Глупо все очень, подумал Фурцев. Сижу тут один, как дурак на этой табуретке. Надо же как-то командовать, кого-то куда-то посылать с приказаниями. Какими? Куда? Один только Мышкин по старой памяти вьется рядом, но говорит по-новому, без уважительного блеска в глазах. И вообще, командует ли сейчас чем-нибудь он, капитан Фурцев, и в чем это командование заключается?! Подломился невидимый стержень авторитета. И не удивительно — загнал товарищ начальник под кинжально-перекрестный огонь целый взвод, тридцать человек на хлебном дворе, кто же после этого захочет подчиняться. И загнал по слабости, ведь не хотел, всем нутром знал — не надо!

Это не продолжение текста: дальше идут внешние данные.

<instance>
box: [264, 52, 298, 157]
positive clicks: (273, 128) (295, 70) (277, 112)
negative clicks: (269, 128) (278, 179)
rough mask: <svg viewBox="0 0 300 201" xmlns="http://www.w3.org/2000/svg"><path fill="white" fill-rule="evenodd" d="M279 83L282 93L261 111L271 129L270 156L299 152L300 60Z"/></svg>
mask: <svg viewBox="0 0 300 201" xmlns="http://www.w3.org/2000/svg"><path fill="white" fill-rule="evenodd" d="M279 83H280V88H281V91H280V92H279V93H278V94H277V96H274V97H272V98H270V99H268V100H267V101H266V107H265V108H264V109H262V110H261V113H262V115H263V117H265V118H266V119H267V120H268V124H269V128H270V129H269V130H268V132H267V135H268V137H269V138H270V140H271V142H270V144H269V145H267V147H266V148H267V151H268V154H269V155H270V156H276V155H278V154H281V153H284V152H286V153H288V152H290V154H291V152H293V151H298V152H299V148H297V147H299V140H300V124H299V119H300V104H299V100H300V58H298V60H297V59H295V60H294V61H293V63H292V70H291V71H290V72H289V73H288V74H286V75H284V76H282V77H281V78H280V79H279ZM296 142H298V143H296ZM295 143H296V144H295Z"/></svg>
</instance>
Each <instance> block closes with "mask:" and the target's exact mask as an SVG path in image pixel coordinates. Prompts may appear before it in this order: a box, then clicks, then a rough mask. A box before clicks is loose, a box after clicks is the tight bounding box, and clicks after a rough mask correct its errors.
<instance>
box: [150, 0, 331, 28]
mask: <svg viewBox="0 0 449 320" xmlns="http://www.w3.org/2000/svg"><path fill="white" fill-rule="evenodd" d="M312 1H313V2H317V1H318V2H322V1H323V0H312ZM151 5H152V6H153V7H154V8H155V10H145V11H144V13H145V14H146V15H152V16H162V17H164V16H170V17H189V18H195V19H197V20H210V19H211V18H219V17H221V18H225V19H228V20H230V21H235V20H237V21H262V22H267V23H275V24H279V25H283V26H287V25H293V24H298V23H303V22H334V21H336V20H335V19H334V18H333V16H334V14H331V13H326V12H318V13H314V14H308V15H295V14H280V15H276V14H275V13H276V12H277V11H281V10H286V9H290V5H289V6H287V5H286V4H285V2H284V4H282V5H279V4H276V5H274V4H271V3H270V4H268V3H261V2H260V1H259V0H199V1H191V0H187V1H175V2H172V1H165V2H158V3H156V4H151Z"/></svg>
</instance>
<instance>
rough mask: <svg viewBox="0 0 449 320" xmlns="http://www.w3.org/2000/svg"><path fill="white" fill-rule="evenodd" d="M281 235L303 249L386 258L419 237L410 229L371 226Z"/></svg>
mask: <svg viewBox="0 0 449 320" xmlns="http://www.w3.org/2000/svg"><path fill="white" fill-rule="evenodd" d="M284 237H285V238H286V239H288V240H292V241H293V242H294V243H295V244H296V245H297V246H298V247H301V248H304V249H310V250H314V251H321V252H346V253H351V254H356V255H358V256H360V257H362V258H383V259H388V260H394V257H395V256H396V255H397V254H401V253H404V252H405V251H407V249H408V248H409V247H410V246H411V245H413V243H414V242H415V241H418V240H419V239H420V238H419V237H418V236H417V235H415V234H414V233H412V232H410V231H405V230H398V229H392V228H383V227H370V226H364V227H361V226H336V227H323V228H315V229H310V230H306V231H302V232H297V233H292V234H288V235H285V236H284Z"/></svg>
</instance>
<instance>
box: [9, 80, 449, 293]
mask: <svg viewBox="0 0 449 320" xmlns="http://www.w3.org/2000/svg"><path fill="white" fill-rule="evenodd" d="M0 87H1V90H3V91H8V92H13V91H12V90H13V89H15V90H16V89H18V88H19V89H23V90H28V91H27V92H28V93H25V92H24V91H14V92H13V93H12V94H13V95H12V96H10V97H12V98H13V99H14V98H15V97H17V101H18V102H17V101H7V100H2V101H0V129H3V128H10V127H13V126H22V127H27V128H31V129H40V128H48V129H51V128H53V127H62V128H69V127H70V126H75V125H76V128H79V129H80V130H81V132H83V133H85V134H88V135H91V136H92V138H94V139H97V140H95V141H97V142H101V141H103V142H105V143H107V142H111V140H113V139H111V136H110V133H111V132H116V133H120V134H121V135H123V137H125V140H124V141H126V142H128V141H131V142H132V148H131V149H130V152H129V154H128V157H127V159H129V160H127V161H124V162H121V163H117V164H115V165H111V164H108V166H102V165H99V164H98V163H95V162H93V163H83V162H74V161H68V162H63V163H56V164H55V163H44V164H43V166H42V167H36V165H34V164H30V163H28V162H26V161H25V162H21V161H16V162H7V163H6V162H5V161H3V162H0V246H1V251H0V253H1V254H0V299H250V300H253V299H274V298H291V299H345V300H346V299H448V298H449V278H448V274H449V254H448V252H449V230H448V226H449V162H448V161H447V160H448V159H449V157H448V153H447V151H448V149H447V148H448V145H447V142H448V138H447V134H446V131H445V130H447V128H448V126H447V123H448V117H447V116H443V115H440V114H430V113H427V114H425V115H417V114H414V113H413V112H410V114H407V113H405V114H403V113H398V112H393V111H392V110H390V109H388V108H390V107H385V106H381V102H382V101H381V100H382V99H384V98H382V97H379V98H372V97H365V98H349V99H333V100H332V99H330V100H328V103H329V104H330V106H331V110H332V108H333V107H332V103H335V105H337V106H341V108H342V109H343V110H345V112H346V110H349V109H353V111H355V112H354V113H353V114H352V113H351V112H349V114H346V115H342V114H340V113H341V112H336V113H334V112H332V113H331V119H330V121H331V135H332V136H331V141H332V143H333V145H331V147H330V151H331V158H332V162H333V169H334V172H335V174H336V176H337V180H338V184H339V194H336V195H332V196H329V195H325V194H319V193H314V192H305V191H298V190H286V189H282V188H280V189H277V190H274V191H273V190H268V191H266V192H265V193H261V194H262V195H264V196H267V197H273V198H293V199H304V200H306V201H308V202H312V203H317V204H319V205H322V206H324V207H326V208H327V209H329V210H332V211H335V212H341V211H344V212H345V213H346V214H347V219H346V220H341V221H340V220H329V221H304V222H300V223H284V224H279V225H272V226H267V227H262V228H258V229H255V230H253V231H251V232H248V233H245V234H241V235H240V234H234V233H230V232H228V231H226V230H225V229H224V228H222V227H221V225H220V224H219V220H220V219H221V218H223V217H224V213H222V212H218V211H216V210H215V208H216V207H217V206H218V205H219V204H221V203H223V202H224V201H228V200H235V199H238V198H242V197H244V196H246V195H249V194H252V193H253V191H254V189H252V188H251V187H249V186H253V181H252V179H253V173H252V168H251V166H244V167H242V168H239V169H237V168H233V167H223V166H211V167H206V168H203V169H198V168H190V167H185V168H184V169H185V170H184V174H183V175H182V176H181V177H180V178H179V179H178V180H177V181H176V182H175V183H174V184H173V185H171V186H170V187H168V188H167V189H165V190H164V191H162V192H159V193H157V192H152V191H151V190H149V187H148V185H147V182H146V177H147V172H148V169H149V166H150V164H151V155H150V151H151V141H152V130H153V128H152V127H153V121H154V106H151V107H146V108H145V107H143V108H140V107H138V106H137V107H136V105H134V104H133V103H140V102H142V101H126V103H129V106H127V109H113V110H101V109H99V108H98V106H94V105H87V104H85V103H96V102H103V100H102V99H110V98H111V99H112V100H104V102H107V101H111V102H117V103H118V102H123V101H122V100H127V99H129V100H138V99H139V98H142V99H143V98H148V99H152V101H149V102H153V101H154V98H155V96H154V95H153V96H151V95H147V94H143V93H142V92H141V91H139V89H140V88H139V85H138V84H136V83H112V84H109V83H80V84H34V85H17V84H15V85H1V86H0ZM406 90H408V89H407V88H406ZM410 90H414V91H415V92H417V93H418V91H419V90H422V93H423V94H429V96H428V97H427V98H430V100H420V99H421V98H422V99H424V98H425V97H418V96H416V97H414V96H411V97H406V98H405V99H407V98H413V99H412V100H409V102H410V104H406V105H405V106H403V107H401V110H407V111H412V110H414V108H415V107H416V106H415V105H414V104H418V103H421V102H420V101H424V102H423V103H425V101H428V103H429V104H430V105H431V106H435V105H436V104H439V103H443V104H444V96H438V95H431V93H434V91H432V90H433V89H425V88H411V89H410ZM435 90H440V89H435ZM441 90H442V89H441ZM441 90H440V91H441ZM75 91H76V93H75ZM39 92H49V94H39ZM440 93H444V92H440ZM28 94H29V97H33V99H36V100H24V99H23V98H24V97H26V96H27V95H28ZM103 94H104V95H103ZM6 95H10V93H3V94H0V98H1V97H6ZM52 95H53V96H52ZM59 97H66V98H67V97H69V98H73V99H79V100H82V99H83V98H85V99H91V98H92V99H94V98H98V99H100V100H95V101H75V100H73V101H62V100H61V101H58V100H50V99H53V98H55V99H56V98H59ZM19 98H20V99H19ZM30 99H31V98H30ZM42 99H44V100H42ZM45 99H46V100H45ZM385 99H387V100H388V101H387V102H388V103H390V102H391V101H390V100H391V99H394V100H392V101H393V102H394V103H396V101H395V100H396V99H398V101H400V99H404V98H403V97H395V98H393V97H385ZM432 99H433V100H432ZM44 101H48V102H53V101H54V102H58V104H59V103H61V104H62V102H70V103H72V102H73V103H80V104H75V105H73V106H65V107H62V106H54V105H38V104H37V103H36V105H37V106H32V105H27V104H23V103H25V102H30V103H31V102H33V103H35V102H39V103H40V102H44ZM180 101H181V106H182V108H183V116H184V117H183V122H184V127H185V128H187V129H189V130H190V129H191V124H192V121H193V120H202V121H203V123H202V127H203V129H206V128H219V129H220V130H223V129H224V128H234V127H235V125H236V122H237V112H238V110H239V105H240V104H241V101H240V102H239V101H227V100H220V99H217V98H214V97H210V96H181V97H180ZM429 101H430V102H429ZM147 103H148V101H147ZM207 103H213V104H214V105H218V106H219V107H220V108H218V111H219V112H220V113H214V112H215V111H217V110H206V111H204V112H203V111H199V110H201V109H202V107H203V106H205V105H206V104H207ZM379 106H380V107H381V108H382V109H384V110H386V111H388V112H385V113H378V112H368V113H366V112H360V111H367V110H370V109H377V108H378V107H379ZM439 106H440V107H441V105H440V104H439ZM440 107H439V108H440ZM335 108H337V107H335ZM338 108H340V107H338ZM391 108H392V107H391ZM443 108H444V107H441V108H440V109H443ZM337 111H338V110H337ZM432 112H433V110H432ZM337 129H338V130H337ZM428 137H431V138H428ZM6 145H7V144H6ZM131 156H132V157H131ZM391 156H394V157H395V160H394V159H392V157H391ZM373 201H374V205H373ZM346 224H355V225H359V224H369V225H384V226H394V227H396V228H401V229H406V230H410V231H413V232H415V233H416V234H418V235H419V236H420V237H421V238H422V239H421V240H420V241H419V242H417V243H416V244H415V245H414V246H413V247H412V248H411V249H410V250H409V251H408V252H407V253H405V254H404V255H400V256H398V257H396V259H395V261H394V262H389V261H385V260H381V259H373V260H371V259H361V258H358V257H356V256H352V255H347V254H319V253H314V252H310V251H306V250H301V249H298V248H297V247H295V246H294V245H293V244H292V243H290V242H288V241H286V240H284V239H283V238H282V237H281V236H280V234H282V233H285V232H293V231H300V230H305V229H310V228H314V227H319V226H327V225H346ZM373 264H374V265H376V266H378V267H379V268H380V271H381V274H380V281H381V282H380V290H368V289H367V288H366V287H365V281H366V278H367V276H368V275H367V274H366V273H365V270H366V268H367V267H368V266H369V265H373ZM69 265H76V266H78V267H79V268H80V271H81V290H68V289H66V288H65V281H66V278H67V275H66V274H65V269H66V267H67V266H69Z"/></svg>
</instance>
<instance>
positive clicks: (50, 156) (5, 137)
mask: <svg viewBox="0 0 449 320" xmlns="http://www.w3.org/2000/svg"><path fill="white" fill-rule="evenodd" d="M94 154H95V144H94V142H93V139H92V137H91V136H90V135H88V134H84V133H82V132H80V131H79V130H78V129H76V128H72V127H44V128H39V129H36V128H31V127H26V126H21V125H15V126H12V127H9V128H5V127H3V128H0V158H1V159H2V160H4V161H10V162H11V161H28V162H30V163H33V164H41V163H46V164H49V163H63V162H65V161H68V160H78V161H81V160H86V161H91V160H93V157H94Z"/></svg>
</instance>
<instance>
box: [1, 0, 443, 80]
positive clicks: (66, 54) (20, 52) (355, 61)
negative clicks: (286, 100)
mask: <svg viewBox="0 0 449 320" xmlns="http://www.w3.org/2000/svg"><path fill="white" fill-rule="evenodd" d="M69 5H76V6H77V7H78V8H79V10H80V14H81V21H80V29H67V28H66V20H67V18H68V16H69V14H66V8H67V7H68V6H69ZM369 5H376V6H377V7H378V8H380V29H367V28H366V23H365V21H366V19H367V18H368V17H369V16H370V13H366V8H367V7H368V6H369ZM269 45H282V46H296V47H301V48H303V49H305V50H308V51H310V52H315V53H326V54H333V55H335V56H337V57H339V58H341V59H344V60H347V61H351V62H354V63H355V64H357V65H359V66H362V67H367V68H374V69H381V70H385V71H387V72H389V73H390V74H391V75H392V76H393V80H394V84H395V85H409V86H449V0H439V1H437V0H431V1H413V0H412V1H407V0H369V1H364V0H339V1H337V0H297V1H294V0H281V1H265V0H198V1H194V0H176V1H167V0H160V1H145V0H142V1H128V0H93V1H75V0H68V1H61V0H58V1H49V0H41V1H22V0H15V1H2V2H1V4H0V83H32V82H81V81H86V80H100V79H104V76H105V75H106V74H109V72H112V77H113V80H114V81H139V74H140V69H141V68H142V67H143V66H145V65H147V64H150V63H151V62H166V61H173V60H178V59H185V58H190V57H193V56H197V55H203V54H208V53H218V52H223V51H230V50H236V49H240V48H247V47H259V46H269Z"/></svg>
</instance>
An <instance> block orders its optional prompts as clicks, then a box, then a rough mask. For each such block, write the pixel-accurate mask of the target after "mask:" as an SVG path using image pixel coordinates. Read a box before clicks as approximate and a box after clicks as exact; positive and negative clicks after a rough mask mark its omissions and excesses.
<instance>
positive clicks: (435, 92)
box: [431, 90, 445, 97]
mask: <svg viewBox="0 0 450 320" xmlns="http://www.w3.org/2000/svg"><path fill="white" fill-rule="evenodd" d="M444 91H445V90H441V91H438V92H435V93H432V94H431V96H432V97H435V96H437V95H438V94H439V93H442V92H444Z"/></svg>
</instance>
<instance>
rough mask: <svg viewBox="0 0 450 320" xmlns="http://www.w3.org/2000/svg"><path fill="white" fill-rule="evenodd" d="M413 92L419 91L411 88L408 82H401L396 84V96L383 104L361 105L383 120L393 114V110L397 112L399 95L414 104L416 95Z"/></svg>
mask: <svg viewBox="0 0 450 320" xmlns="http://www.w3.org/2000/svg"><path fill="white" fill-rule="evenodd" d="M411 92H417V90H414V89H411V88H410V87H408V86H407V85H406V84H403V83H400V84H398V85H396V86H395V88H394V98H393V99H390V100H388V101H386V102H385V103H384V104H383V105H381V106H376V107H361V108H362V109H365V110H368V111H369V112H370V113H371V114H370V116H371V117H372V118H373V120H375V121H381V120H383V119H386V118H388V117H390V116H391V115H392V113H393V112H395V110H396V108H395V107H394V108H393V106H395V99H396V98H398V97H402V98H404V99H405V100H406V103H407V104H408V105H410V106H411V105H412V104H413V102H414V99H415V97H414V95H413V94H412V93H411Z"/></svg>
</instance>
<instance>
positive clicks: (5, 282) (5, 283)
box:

Жрет, жрет Мышкин свое яблоко. Уже второе. Жрет и не уважает. Не радостно ему подчиняться такому командиру. Командир это что — хоть в землю из дури вбей бойца, но только чтоб дурь своя была! Ну, теперь-то легко рассуждать.

— Где Головков?! — Перебивая жгучую мысль, почти крикнул Фурцев. Нет, не надо, слишком видно, когда хочешь переложить ответственность на другого. Мало ли что советовал политрук, пусть он даже советовал самую дикую дичь, но он не виноват, что ты ему поддался.

Застрелиться, может быть? Очень рассудочно, как не о совсем невозможном подумал капитан. Поступок сильный, но глупый. Насколько им осознана вина, наверно, оценят, но никому от этого легче не станет. Да и сколько можно рефлектировать, ерунда все это, ерунда!

Фурцев поднял с колен свою фуражку, и, не глядя на лейтенанта, сказал.

— Ладно, пойдем, осмотримся.

Они вышли наружу.

В этот момент еще одна мина зарулила в толщу яблонь, оттуда донесся медленный деревянный скрип, старое, заслуженное дерево падало как подкошенное.

— А что делают наши минометы? — Спросил Фурцев, пробегая пригнувшись вдоль стены по сплошным битым стеклам.

Мышкин шел следом, почти не пригибаясь, только щуря глаз. Махнул рукою куда-то влево.

— Там стоят, вон, где голубь дурной вьется.

— Что же их не слыхать?

— А миномет не громко стреляет. Когда мины взрываются, тогда громче.

Фурцев отделился от стены и побежал, пригибаясь еще ниже, через сад к лицевой части ограды, туда, где были нарыты меж кустами сирени и жасмина окопы для стрелков-пехотинцев и курсантов. В полный профиль, на три четыре человека каждый. Сбив еще густую росу с пахучей сиреневой ветки, капитан с разгону съехал в земляное углубление. Внутри повсюду торчали обрубленные лопатой корни, пахло влажным грунтом и человеческим потом. Перед глазами было обомшелое, в три кирпича высотой, основание железной ограды. Из нее торчали четырехгранные железные прутья в облупившейся краске.

Из-за соседнего куста, на четвереньках, волоча биноклем по траве, приполз Профессор. Доложил обстановку. По ту сторону улицы, в верхних этажах обнаружены пулеметные гнезда.

— Вон в том окне над надписью "Парикмахерская".

Действительно, из оконного переплета торчал ствол с раструбом на конце.

— Сейчас чего-то молчит, а иногда как лупанет, такой звон стоит… Наше счастье, что домики там невысокие, но все равно, над садом нашим они господствуют, поэтому приходится все ползком, да ползком.

Профессор заверил командира, что все бойцы взбодрены как надо, к бою, в общем-то, готовы. Паника первых минут прошла.

Фурцев взявшись за прутья ограды подтянулся повыше и глянул вдоль бруствера. Действительно, повсюду группами по три, по пять штук торчали винтовочные штыки. Вон, кто-то даже выстрелил. Вывеска парикмахерской была намалевана на нескольких щитах, пулей разнесло третий щит, на котором как раз помещались буквы "х", "е" и "р". Из соседнего окопа донеслось хихиканье.

— Снайпер! — С чувством сказал Мышкин за кустами.

Из окна раздалась ответная очередь. Одна пуля попала в гипсовый вазон на столбе ограды, по кустам шугануло белой крошкой. Трехлинейки защелкали по всей линии.